Three TV executions will run from Monday (April 24), focusing on Birds Eye burgers, general fish and salmon. Each shows restaurant critic and broadcaster Richard Johnson revealing facts about how food is produced and highlighting the quality of Birds Eye products. The adverts also claim that chilled food deteriorates from the moment it is produced, while Birds Eye food is at its freshest from the second it is frozen. The executions end with the strapline 'Birds Eye, five-star food, frozen'.
John Farrell, category director, said the adverts would drive home the message that freezing not only keeps food fresh and locks in nutrients, but preserves products without the need for additives. "People have wrongly labelled frozen food as poor quality and we want to set the record straight," he said.

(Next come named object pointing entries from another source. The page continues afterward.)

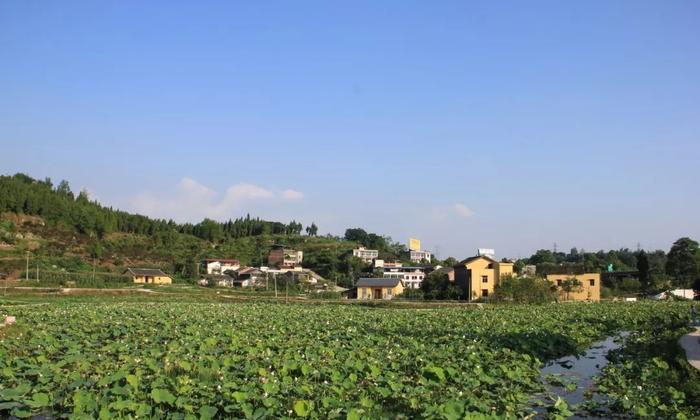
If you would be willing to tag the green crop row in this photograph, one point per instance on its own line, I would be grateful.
(253, 360)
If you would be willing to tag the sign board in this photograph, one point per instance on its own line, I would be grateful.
(486, 252)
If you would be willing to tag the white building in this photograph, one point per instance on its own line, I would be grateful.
(418, 256)
(366, 255)
(412, 276)
(221, 265)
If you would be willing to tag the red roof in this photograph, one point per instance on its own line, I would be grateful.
(222, 260)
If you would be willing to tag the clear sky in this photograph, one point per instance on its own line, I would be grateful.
(508, 125)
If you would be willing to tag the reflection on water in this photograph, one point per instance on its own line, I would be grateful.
(571, 377)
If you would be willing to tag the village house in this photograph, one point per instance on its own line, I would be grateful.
(283, 257)
(447, 271)
(412, 276)
(221, 265)
(366, 255)
(379, 289)
(148, 276)
(588, 290)
(478, 276)
(418, 256)
(254, 276)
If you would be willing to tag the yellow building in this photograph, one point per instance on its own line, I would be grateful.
(379, 288)
(478, 276)
(589, 289)
(148, 276)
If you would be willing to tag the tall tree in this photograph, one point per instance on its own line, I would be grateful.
(683, 262)
(643, 268)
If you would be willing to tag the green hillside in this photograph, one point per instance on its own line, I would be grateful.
(62, 232)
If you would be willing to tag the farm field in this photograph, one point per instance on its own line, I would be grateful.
(105, 358)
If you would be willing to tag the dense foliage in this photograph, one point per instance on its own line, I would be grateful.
(264, 360)
(23, 194)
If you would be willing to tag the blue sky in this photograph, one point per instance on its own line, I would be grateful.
(507, 125)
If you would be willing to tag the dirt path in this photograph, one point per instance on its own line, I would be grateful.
(691, 345)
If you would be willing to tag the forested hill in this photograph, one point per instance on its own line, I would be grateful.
(62, 231)
(58, 204)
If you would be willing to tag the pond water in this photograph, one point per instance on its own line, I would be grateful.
(579, 371)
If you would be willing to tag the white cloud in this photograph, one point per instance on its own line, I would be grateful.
(463, 210)
(192, 201)
(292, 195)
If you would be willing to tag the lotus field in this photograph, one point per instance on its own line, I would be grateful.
(266, 360)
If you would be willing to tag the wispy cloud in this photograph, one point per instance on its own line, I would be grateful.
(463, 211)
(292, 195)
(193, 201)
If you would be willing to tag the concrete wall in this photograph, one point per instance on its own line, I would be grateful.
(478, 278)
(587, 291)
(367, 293)
(153, 280)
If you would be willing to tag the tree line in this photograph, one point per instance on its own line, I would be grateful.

"When you look on the back of a Birds Eye pack, all of the ingredients are what you would find in your kitchen store cupboard at home.
"We want retailers and consumers to reappraise the category by telling the truth, that frozen food is quality food."
Unilever put its Birds Eye business up for sale earlier this year, while rival Heinz is said to be reviewing the sale of its European frozen foods business after failing to find a buyer. Food giant Nestlé has been linked to a possible acquisition of the Linda McCartney brand from Heinz.